I do: April 14, 2021.
And you know what happened on that day?
Bitcoin reached its all-time high somewhere near $64,900 per coin. It also happens to coincide with COIN reaching its all-time high at $429 per share.
It has all been downhill from there.
Bitcoin has been stuck in a massive drawdown for more than 3 months with a bottom -55% below its all-time high. Same thing for Coinbase with a drawdown -52% below the all-time high of its first trading day.
Overall COIN is -31% below its IPO price but at least things have stabilized for now.

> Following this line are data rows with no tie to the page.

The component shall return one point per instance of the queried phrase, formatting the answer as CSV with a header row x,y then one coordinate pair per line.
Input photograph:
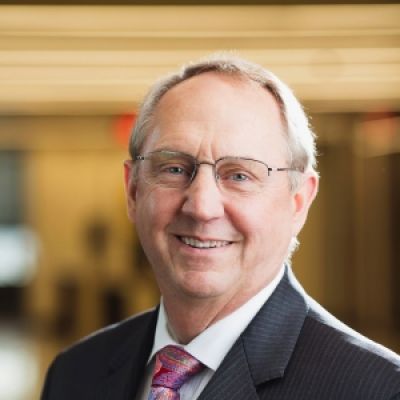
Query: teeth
x,y
206,244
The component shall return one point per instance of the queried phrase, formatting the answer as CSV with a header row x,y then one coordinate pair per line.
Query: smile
x,y
203,244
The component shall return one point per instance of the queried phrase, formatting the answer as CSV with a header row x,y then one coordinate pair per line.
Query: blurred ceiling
x,y
91,59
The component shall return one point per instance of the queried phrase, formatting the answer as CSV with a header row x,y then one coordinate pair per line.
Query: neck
x,y
187,319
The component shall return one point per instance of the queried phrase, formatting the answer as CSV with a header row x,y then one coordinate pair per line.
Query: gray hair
x,y
299,136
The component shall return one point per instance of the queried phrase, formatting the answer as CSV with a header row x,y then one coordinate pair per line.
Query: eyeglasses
x,y
173,169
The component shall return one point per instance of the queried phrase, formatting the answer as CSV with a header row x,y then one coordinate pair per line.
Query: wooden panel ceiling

Clearly the situation isn’t great, but it turns out Coinbase isn’t the worst performing asset from the Bitcoin Treasuries Index over the same period.
Take a look.
Some miners have dropped significantly more since the Coinbase IPO. But that’s not the most interesting thing to me.
Checkout MicroStrategy. I mean maybe you won’t see that as a significant difference, but MSTR is down less than Coinbase since April 14.
If you had asked me to guess which stock would have been hit harder by the Bitcoin drop I would have said:
First, MicroStrategy. After all MSTR is a pseudo-ETF for Bitcoin, so it might have been the closest in tracking BTC.
Second, the miners such as MARA, RIOT or HUT8. Those tend to be smaller stocks and potentially more volatile. Plus their revenue is directly tied to the valuation of Bitcoin itself.
Third, Coinbase.
Why third? Because Coinbase revenues are tied to Bitcoin in a very different way.
Yes, Coinbase holds some BTC (around 4,500). But they are an exchange. That means their business model is that of a casino. You are betting on your favourite digital assets and Coinbase is there to take a cut.
How much Bitcoin is worth isn’t the thing that influences their revenues the most. What really matters to them is how much trading volume is going through their platform.
And the formula is pretty simple. According to the financial data released in their S1, Coinbase keeps about 0.7% of the traded volume as revenue.
That means every time Coinbase is processing roughly $150 billion of volume, they make $1 billion in revenue.
With the surge in volume during the first quarter of this year, you can imagine they did pretty well.
So the price of Bitcoin isn’t directly influencing Coinbase’s performance. How much trading activity happens in any given quarter is what really matters.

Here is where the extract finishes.